As was described in Section 4.1, HST images from the HDF and other surveys have established that the fraction of irregular and peculiar galaxies increases toward faint magnitudes (down to I ~ 25, where galaxies become too small for reliable classification). Some of the morphological peculiarities in HDF galaxies may be the consequence of interactions, collisions, or mergers. A higher merger rate at earlier epochs is a natural consequence of models that assemble the present-day Hubble sequence galaxies by a process of hierarchical mergers ([Baugh et al. 1996]).
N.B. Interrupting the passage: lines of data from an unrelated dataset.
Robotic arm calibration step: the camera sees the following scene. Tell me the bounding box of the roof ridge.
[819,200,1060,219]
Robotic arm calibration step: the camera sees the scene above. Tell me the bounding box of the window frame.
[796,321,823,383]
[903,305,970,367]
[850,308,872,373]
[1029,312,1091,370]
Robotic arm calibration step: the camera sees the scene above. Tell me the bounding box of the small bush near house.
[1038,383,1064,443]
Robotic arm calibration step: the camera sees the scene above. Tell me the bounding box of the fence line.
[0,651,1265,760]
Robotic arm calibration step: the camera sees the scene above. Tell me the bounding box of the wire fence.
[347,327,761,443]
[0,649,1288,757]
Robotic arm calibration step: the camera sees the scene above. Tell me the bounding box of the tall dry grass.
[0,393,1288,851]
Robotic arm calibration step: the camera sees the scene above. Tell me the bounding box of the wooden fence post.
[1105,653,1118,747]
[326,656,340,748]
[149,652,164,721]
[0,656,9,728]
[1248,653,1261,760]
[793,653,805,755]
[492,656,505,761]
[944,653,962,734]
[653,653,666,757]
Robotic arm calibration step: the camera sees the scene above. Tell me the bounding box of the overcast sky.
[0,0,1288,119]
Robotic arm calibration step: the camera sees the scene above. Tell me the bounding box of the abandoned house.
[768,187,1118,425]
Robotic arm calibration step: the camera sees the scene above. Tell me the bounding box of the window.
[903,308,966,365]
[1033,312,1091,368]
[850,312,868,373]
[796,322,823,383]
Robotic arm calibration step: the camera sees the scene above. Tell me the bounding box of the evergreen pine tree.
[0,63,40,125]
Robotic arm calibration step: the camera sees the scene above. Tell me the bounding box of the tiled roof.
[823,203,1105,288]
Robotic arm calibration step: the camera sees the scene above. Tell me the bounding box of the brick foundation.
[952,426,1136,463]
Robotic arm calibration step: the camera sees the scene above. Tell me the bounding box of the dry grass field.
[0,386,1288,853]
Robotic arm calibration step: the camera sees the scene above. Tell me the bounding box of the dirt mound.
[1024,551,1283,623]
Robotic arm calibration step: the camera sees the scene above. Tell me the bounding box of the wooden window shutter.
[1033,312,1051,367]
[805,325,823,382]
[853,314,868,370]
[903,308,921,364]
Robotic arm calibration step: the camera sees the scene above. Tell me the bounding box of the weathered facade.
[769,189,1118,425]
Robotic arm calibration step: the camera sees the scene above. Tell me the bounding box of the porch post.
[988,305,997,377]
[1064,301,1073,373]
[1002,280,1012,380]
In the local universe, morphological asymmetry correlates reasonably well with color, with late type, blue galaxies and interacting objects showing the greatest asymmetry ([Conselice et al. 1999]). In the HDF, however, there are also highly asymmetric galaxies with red rest-frame B - V colors as well as blue ones, and the asymmetries persist at NICMOS wavelengths (cf. Fig. 3), where longer-lived stars in a mixed-age stellar population would dominate the light and where the obscuring effects of dust would be reduced. The timescale over which an interacting galaxy will relax and regularize should be shorter (ltapprox 1 Gyr) than the time over which stars formed during the interaction would burn off the main sequence, and thus if star formation occurs during collisions then blue colors should persist longer than the most extreme manifestations of morphological disturbance. [Conselice et al. 2000] suggest that the large number of asymmetric HDF galaxies demonstrates the prevalence of early interactions and mergers, some of which (the bluest objects) have experienced substantial star formation during the encounter, whereas others have not (or, alternatively, have their recent star formation obscured by dust).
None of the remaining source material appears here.